Well, as Rolling Stone wrote, “journalism that sells is, of course, not the same thing as journalism that matters, yet what has distinguished “60 Minutes” over the years is precisely how often its journalism has done both”.

Few thoughtful viewers would disagree. Even when “60 Minutes” gets me so incredibly hot under the collar – sore as I can be at what I think is unfairness by selective editing – I still struggle each week never to miss it, though the little black box generally holds less and less attraction for me each year.

Being perfectly ecumenical about it, I do enormously respect the McNeil/Lehrer Report on public broadcasting. I much enjoy Ted Koppel’s “Nightline” on ABC, and I certainly can think of few things on the air recently as astute as some of Tom Brokaw’s NBC observations on the 1992 Presidential race. But my weekly television “fix” still comes best Sunday nights on CBS with “60 Minutes”.

So let’s go on now to the man who has always made possible these golden, often infuriating 60 minutes. This Peck’s Bad Boy of broadcast news produced and directed the nation’s first televised Presidential debate way back in 1960, that initial, clearly fateful exchange between Richard Nixon and John F. Kennedy. Associated with a long preeminent CBS News for many, many years, its everyone’s bet now that he’ll just continue doing what comes so naturally to him ‘til the end of time.

Well, that’s the way I began our last program, and then Don Hewitt and I just went at it. As we ended the program, Don was conceding that…I thought conceding that just as you believe, Don, that the nation needs a watchdog and you think of the watchdog as the press, print and electronic, thought maybe you were about to concede that the watchdog needs a watchdog.

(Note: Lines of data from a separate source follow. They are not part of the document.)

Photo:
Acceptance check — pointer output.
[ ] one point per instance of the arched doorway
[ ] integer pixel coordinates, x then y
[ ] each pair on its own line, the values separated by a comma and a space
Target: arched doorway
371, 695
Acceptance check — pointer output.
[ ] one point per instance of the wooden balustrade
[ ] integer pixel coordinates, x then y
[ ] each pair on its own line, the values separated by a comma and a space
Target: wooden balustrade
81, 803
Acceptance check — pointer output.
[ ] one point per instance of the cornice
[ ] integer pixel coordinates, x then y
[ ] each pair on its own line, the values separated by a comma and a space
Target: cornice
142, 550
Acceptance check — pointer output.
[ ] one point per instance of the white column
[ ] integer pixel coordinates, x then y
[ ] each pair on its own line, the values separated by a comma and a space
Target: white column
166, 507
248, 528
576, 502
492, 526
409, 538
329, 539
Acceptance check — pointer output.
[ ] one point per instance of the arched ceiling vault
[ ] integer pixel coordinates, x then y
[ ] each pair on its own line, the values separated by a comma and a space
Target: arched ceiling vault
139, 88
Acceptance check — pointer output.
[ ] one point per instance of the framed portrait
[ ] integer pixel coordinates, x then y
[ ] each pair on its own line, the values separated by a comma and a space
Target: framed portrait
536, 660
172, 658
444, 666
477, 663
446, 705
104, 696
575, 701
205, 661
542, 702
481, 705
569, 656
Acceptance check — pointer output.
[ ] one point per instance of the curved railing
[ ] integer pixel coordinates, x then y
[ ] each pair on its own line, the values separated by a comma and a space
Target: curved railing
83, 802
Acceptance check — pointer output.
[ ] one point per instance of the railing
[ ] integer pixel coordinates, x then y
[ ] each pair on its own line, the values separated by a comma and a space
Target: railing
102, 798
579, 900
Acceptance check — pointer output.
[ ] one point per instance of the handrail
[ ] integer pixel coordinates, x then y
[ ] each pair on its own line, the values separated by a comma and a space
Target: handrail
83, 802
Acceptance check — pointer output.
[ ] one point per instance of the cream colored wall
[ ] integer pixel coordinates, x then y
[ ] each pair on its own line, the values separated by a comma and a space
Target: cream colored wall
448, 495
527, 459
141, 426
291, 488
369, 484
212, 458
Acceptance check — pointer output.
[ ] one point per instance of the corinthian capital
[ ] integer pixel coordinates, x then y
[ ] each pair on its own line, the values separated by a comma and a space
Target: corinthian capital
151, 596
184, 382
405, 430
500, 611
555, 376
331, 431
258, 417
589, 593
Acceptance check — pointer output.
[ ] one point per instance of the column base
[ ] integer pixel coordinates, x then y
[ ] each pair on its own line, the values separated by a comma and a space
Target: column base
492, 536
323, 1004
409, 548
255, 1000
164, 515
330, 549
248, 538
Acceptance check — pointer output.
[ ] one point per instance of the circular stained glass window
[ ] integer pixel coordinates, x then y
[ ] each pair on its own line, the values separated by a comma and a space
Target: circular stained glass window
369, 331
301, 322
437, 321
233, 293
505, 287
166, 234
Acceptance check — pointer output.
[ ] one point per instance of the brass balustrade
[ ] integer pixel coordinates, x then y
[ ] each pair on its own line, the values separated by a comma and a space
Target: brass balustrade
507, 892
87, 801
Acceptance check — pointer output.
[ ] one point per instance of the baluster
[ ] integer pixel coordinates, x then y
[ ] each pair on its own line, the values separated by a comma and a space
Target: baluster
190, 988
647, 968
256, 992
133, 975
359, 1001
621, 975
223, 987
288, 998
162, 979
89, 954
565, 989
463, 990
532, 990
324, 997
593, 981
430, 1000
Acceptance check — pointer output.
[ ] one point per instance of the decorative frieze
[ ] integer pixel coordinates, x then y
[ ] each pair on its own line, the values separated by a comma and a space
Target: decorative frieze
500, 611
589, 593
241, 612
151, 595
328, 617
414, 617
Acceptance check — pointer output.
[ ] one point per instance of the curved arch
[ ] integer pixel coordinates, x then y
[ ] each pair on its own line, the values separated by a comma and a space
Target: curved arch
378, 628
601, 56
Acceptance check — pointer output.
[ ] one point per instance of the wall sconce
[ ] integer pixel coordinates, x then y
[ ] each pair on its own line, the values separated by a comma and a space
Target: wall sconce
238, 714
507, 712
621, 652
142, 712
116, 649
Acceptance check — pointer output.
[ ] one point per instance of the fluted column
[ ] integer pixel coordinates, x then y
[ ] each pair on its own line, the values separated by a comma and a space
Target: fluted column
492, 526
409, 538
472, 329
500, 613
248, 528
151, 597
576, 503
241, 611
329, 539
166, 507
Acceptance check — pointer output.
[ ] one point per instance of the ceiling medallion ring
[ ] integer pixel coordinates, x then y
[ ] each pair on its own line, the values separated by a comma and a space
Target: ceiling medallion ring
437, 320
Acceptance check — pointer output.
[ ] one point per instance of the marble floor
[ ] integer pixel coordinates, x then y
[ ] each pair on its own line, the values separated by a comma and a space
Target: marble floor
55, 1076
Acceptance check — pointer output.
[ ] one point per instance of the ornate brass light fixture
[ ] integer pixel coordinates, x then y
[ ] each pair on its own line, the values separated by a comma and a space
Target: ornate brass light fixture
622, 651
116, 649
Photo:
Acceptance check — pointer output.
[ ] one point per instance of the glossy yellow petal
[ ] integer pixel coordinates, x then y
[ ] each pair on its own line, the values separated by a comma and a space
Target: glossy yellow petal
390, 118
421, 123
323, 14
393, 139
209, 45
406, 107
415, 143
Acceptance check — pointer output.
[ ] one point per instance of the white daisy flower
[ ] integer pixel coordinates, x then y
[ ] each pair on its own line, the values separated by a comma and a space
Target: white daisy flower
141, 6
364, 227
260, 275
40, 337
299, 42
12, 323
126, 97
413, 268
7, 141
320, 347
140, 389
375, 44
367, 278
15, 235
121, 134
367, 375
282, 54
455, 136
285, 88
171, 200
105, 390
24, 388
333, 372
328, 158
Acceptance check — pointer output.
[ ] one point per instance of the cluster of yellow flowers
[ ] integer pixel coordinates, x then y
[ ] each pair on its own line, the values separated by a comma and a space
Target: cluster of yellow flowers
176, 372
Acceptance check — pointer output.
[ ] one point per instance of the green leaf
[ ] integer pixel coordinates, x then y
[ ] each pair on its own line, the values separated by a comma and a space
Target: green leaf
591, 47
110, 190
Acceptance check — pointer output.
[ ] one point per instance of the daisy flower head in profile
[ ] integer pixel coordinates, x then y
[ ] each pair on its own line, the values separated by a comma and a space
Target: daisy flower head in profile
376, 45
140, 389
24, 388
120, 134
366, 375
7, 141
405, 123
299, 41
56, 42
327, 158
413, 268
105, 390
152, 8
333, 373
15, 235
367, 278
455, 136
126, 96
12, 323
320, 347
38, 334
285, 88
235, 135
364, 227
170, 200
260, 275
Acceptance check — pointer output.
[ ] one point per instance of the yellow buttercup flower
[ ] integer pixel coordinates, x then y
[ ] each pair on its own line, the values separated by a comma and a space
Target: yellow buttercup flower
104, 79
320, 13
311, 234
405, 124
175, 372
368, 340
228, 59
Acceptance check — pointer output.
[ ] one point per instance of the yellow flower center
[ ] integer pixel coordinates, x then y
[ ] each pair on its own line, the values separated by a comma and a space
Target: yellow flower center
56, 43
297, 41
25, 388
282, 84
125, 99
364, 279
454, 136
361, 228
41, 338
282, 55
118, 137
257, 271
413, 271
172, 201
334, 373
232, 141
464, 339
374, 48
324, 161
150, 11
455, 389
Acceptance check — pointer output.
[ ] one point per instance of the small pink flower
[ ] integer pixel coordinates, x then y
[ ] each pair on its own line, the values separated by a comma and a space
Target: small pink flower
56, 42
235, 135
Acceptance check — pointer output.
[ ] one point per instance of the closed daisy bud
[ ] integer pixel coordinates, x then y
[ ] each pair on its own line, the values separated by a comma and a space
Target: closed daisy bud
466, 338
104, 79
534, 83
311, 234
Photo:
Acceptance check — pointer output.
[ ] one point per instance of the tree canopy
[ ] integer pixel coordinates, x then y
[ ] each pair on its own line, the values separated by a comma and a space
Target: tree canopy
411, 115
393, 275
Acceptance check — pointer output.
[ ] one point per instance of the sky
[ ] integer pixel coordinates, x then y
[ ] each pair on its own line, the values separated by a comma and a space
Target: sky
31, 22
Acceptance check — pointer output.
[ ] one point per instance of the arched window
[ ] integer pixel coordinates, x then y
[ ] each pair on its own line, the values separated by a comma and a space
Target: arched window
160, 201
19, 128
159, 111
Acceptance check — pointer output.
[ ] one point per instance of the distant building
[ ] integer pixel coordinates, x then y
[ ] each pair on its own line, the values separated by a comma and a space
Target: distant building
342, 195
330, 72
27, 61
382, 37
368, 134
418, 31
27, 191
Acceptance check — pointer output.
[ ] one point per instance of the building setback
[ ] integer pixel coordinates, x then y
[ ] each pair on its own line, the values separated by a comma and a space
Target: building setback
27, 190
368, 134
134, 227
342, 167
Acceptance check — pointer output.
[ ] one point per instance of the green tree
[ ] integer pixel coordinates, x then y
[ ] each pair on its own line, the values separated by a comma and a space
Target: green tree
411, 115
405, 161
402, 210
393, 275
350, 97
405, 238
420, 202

Hewitt: Yeah, well first, let me comment on something you just said…

Heffner: Sure.

Hewitt: …if I didn’t get you hot under the collar once in a while, I wouldn’t be doing my job. You should get hot under the collar. I mean, I remember my father used to sit home and fume at Westbrook Pegler. You know, you need that, you need a place to vent your emotions, and you…everything is not black and white. And I’m sure there are things that drive people up the wall. Now, does the watchdog need a watchdog? I think if government weren’t involved in Iran-gates, and Iraq-gates, and Watergates, maybe they would be government…you know elected officials would be the preferred watchdog. But I don’t think the country feels that they can trust the government to be a watchdog in anything. And I’m not just talking about Republican things. I think the worst scandal of my lifetime was not Watergate, it was not Iran-contra, and it was not Iraq-gate, it wasn’t even Teapot Dome…it was the Gulf of Tonkin. Lyndon Johnson pulled a “fast one” on this country, and got us to go to war in Vietnam which maybe came as close as anything ever happened to being the undoing of this country. I mean we survived Watergate, we survived Iran, we survived Iraq-gate…we almost didn’t’ survive the Gulf of Tonkin. Never happened. You talk…the real watchdogs then were Moss and Fulbright, who…and if you go back and you read the cable traffic, you find…we probably were never attacked that night in the Gulf of Tonkin…we were looking for an excuse to bomb North Vietnam, and a lot of Americans have been screwed up ever since.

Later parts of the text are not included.